I think I have to tell you about the climbing.
It's been almost a week of very mixed emotions. I made a big mistake by choosing the problems I wanted to try after watching them on videos, instead of in reality. The result was that, if the climber in the video is a demon crimping machine, you're up to a big big ego bashing. My desire to score drove me far away, and the last thing I remember of day one was myself hitting the crashpad with my metal stick brush one hundred times. Girlfriend was puzzled.
I owe so much to her. Without her, I wouldn't have been climbing so much abroad lately. No one here wants to go climbing for one week straight, everyone has something else to do, usually silly things like work or family.

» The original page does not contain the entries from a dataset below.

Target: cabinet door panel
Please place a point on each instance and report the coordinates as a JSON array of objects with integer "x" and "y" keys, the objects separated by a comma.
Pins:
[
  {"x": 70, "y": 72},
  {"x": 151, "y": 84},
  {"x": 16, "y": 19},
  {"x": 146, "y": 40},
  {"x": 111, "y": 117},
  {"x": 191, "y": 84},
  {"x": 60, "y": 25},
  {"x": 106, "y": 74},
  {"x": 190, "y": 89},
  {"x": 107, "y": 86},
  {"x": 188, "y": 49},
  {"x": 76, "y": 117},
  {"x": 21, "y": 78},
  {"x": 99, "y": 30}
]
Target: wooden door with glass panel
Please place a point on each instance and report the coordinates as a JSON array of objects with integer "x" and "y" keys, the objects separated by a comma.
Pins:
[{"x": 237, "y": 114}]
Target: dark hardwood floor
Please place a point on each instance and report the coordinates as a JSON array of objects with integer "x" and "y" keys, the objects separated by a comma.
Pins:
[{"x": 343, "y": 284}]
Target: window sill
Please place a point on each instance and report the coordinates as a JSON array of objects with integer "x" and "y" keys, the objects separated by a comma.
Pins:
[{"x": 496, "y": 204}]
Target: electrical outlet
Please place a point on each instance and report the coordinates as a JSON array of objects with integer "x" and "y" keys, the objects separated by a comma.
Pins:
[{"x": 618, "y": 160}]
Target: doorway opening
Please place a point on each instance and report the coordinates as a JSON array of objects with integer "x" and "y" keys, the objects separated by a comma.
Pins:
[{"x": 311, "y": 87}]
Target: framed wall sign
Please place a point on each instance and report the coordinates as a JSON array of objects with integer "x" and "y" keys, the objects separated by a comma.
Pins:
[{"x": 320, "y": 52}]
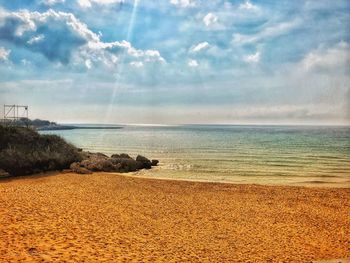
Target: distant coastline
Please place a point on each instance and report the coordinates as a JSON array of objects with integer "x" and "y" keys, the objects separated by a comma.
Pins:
[{"x": 72, "y": 127}]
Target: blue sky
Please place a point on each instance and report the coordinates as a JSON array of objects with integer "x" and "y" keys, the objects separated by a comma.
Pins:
[{"x": 177, "y": 61}]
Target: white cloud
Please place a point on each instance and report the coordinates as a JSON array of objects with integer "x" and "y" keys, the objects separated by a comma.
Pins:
[
  {"x": 192, "y": 63},
  {"x": 136, "y": 64},
  {"x": 64, "y": 37},
  {"x": 36, "y": 39},
  {"x": 268, "y": 32},
  {"x": 52, "y": 2},
  {"x": 199, "y": 47},
  {"x": 335, "y": 57},
  {"x": 183, "y": 3},
  {"x": 4, "y": 54},
  {"x": 247, "y": 5},
  {"x": 252, "y": 58},
  {"x": 88, "y": 64},
  {"x": 210, "y": 19},
  {"x": 89, "y": 3}
]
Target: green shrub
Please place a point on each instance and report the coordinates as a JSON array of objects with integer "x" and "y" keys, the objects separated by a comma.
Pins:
[{"x": 24, "y": 151}]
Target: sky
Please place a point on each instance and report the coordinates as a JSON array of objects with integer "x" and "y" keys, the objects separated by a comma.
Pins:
[{"x": 177, "y": 61}]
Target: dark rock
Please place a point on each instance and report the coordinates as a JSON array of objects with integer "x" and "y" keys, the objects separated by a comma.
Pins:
[
  {"x": 146, "y": 163},
  {"x": 126, "y": 164},
  {"x": 75, "y": 167},
  {"x": 154, "y": 162},
  {"x": 124, "y": 155}
]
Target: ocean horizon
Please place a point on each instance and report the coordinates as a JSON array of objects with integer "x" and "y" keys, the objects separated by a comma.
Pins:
[{"x": 307, "y": 155}]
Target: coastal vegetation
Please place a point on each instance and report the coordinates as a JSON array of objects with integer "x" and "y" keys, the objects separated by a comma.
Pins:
[{"x": 24, "y": 151}]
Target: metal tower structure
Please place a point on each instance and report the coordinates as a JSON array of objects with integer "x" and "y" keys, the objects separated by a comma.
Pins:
[{"x": 15, "y": 113}]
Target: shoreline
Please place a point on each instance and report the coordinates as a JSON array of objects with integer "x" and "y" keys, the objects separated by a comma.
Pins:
[
  {"x": 140, "y": 175},
  {"x": 113, "y": 217}
]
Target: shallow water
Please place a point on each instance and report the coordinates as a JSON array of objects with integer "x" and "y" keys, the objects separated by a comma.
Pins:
[{"x": 242, "y": 154}]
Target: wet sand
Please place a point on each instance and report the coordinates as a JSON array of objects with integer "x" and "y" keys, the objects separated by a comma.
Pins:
[{"x": 110, "y": 218}]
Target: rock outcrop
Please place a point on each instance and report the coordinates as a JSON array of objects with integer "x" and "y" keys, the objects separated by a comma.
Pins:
[{"x": 98, "y": 162}]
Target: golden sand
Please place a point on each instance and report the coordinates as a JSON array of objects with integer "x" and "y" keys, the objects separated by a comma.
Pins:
[{"x": 109, "y": 218}]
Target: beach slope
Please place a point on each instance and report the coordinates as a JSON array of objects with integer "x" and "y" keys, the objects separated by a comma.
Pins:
[{"x": 110, "y": 217}]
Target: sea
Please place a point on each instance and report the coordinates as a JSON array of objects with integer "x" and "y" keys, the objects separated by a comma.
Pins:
[{"x": 270, "y": 155}]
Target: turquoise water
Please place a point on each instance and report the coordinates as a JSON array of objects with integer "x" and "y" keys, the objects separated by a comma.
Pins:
[{"x": 292, "y": 155}]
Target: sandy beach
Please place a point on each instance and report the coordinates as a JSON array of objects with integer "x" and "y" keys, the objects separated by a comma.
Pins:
[{"x": 111, "y": 218}]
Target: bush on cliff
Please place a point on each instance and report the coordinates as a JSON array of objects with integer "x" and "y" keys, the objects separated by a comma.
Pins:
[{"x": 24, "y": 151}]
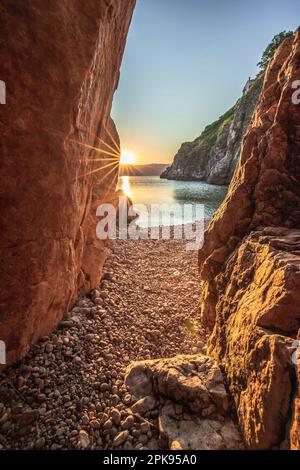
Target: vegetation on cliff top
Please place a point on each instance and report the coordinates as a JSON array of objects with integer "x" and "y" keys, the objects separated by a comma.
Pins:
[{"x": 272, "y": 47}]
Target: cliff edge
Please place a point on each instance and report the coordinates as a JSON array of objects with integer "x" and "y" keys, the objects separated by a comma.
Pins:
[
  {"x": 250, "y": 265},
  {"x": 212, "y": 157}
]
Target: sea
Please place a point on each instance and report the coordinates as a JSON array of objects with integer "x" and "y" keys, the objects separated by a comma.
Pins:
[{"x": 194, "y": 200}]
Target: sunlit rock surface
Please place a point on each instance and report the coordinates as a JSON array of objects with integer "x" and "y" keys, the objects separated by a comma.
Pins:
[
  {"x": 250, "y": 264},
  {"x": 212, "y": 157},
  {"x": 195, "y": 414}
]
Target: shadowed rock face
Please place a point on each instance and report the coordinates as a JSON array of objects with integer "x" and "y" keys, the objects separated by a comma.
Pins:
[
  {"x": 61, "y": 68},
  {"x": 212, "y": 157},
  {"x": 250, "y": 263}
]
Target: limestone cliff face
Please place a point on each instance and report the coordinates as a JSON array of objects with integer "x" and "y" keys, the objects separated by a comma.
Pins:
[
  {"x": 61, "y": 68},
  {"x": 250, "y": 265},
  {"x": 212, "y": 157}
]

This time, though, I realized how difficult it is to always go climbing on our own. I have to bear all the pression of my climbing goals, and can't ask her to help me, even if she always tries to keep me focused but relaxed.

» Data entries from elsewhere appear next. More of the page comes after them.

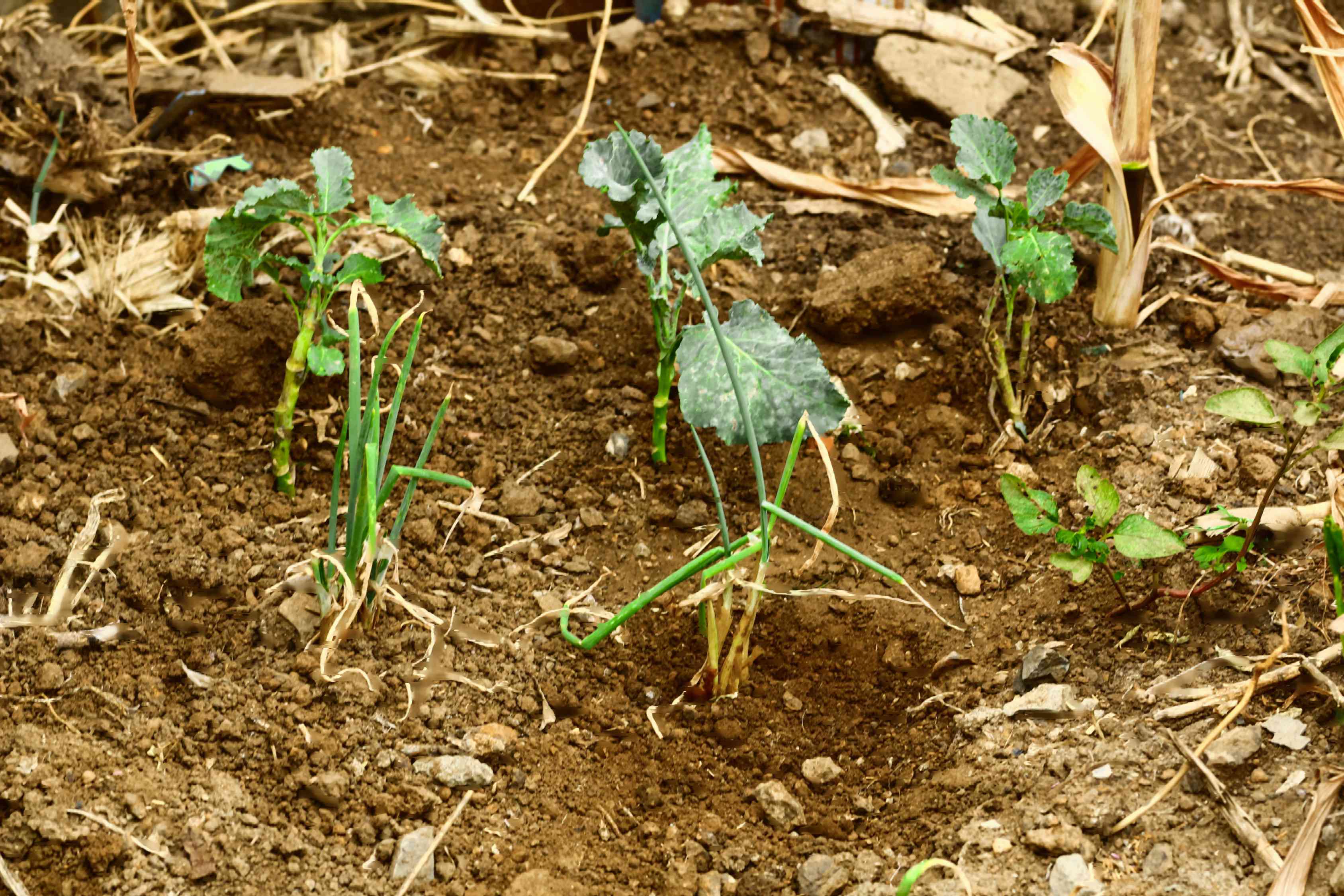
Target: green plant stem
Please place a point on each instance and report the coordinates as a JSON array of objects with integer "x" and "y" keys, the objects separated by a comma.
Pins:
[
  {"x": 46, "y": 166},
  {"x": 295, "y": 368},
  {"x": 667, "y": 370},
  {"x": 712, "y": 316}
]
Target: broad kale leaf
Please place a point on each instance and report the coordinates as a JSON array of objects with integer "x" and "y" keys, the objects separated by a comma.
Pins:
[
  {"x": 404, "y": 219},
  {"x": 781, "y": 377},
  {"x": 694, "y": 194}
]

Sometimes, you really have to absorb energy from your climbing partners, maybe just by watching them doing one move you couldn't do, or maybe just by having a big big laugh at yourself after a poor try.
It's no wonder, so, that day two saw me very calm, after meeting a few friends in Cresciano. Spirits were high, the girls were cranking at their limit, and finally I was happy, without the two mighty signs (8a) completely closing my mind.

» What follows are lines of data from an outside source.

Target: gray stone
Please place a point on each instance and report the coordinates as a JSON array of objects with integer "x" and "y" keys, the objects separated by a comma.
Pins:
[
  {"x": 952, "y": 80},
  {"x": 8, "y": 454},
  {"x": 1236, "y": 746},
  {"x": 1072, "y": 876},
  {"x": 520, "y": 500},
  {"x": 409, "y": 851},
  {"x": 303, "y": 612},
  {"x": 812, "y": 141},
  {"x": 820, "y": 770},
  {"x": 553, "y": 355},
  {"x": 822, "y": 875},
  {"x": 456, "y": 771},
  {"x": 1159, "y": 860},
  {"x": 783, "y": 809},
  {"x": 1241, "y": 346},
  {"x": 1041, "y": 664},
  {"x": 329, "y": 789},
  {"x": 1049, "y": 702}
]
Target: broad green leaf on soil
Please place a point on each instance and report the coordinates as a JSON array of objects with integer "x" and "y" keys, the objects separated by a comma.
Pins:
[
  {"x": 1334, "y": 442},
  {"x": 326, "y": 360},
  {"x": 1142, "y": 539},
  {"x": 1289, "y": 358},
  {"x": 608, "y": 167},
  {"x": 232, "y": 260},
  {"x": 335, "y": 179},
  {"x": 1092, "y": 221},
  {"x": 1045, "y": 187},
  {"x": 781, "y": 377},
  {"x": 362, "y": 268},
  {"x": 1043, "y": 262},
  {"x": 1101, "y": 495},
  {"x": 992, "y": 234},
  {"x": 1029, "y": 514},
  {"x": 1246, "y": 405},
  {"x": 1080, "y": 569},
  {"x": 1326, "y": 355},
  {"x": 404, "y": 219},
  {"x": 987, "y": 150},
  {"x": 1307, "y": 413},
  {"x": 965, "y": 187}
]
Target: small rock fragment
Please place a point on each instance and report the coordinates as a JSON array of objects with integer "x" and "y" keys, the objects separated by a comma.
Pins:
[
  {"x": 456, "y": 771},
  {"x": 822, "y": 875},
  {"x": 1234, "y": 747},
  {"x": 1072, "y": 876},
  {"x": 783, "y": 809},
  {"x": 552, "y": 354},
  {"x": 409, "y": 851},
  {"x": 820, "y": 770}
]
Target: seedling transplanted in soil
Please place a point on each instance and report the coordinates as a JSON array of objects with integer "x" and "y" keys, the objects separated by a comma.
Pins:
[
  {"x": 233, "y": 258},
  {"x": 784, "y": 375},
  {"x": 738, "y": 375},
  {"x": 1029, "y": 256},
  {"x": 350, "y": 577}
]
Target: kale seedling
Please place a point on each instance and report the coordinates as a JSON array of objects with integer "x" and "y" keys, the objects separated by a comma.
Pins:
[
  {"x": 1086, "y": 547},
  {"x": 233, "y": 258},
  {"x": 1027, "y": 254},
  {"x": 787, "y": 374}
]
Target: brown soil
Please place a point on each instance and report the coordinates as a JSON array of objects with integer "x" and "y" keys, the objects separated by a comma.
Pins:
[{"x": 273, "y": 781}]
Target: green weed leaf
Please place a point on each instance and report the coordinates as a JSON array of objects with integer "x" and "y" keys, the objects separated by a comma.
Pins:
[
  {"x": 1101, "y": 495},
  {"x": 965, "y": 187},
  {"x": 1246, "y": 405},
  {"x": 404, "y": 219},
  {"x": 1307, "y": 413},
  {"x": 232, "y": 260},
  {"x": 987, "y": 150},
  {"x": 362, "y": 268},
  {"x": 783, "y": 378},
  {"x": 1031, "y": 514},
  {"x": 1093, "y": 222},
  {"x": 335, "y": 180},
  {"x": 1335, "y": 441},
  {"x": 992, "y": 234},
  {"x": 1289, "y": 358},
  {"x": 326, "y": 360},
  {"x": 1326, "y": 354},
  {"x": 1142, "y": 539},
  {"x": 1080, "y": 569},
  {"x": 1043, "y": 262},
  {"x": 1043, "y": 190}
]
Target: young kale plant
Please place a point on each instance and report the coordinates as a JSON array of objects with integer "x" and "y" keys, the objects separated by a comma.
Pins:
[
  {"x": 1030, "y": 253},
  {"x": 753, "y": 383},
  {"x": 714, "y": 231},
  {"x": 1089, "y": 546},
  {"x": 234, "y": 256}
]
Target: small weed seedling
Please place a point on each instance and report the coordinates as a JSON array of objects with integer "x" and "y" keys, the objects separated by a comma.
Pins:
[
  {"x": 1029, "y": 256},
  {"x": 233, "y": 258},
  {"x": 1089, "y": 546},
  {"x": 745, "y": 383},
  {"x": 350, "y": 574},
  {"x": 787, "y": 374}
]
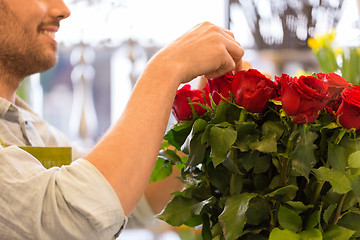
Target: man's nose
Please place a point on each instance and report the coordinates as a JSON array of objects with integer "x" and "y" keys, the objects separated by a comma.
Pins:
[{"x": 58, "y": 9}]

Monday and Tuesday we climbed in Chironico, and the last day was also my best one. After three days of pulling holds down to no avail, I fucking crushed. I felt so good I don't even care about the grade I did. I left the ground feeling heavy, and had to really squeeze to get the good holds, feeling quite tired. Then, with every move, I gained energy and confidence. I dangled and got the crimp. I heel hooked as to pull the block from the roof, and was conscious of nothing except putting every gram of by body in the right place.
Girlfriend said I scared her.
That night, at the campsite, I finally could lie in the jacuzzi with also my hands in the water.
I love bouldering, I love my girlfriend, I love to try and rip holds from the rock.
Peace.
1 comment:
I long for your lifestyle and climbing hours Lore. This has just reminded me that I needed to tell you this!